McLaurin’s mission to transition out of homelessness began with a plan.
“I was selling papers, I was working under the table a little bit, my father he helped me out with a little money, I got public assistance — I saved that … money up, and I finally got me a little room.” he said.
Though he suffers from dyslexia, McLaurin didn’t let that stop him from hatching a plan to improve his living situation. He took it upon himself to enroll at Community College of Philadelphia as a theatre major. There, he receives some classroom support to accommodate his dyslexic condition. McLaurin graduated from Simon Gratz High School but because of his dyslexia, he said he was labeled as a special education student. He admits he was a troubled kid because the older kids would bully him because of his size, he experienced racial epithets at the hands of his white peers, but sports, particularly basketball, helped him cope.
Selling newspapers was key to McLaurin’s economic recovery.
“One Step Away, is a (news) paper for homeless people, we are the writers for it, we are the distributors for it,” said McLaurin, who credited a friend who turned him on to it. “I started selling it, and I became the number one vendor in the city.”
According to its website, “One Step Away” is Philadelphia's first street paper aimed at raising awareness of homelessness and providing employment to those in need. With each dollar received, 75 cents goes directly to the vendor. The other 25 cents covers the printing costs. The vendors are residents of various shelters in Philadelphia.

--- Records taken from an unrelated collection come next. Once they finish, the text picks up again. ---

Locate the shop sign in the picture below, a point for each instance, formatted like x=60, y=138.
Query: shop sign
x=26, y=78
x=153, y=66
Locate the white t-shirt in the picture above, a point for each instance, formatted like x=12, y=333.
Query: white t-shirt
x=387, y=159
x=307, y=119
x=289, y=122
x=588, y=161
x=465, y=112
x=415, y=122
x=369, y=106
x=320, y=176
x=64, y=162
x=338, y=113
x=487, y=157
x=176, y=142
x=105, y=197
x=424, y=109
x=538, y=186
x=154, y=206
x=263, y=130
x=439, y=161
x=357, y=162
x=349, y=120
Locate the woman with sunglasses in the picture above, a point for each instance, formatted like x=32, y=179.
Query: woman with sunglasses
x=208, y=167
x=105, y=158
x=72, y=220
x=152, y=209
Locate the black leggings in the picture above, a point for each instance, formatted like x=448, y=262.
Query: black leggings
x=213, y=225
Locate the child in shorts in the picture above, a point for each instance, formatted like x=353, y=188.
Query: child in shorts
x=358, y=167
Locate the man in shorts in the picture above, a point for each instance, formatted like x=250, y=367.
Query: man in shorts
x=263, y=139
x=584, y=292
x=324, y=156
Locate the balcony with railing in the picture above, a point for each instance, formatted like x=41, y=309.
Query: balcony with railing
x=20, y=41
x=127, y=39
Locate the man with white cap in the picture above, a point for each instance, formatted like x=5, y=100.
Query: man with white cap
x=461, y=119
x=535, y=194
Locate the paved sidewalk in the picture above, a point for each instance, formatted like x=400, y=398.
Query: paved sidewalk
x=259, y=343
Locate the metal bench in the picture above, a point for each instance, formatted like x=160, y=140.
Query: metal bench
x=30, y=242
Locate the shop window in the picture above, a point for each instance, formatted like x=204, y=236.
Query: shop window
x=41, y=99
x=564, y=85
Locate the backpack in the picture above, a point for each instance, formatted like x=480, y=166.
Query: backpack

It seems McLaurin’s life is on the upswing, about one month ago, “I threw out the first pitch at a Phillies’ baseball game.” That was a special arrangement he credits to local boxing legend Matthew Saad Muhammad’s Knock Out Homelessness 2012 campaign. McLaurin actively participates in local spoken-word performances. His poetry is gritty and poignant. It gives him an outlet to express a harden life that’s being transforming for the better. He is also an inspiring actor and is pursuing classes at Freedom Theater. McLaurin is working with a local playwright who’s interested in producing a one-man show about his life’s story.
McLaurin’s general advice is positive.
“We can do anything we put out mind to … if we keep God in our life,” he said. “There will be good times and bad times, but you have to keep working towards what you want to do.”